Save one Brazilian goal, today's record breaking high scoring World Cup match between Germany and Brazil (7-1) would've ended with a score resembling a low scoring game of football. Nevertheless, aside from the Brazilian national team's ignominious defeat—no country has ever lost so badly in a semi-final and although Brazil has five world championships it has for the second time failed to win at home—the tournament appears to be going well, both on and off the field.
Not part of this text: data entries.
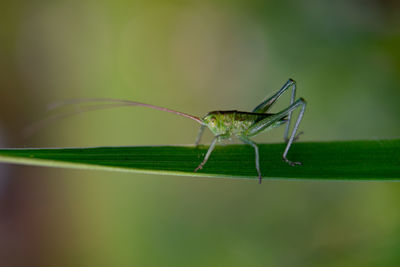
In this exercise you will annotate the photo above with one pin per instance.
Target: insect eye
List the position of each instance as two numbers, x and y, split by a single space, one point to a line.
213 120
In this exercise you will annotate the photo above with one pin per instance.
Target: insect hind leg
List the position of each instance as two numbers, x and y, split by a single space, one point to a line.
267 104
273 119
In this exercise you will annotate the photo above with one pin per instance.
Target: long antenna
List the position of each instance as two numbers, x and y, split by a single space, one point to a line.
114 103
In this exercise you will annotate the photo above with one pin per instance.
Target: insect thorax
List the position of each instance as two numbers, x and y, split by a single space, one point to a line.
229 122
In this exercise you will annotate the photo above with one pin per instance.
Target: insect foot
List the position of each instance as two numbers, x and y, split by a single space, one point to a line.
199 167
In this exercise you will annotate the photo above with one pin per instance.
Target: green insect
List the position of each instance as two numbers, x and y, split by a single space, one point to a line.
223 124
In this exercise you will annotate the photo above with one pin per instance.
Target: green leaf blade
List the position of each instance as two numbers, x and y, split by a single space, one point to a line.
347 160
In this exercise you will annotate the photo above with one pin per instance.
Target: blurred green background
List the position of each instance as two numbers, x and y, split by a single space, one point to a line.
195 56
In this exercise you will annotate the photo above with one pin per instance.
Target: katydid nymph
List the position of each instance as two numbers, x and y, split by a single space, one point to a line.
223 124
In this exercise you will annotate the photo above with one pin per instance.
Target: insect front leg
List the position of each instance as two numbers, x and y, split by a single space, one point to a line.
246 140
273 119
210 149
201 130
Reuters reports that the infrastructure problems predicted before the start of the tournament have not materialized. Neither have the demonstrations seen across the country last summer, which were sparked by a bus fare hike and sustained by protesters' anger over how much money the government was spending on the World Cup. Now Brazil's president, DIlma Rousseff could suffer in the polls, not for her role in promoting government spending but because of the Brazilian team's failure to win. Via Reuters:
Anger and disappointment were so intense that it threatened to darken the national mood for some time to come, with possible consequences for President Dilma Rousseff as she seeks a second term in October.
"This is worse than 1950. It's one thing to lose a game where you suffered and fought hard, and it's another to be completely humiliated," said Fernando Hazzan, 28, in Sao Paulo.
"This game is going down in history, too," he said.
The Brazilian government spent $11 billion on public works alone to host this year's World Cup, and is already preparing to spend even more ahead of the 2016 Summer Olympics to be held in Rio De Janeiro. Brazil will face Argentina or the Netherlands in a match for third will be held in Brasilia, the city the Brazil government built in the 1950s specifically to be its capital, on Saturday.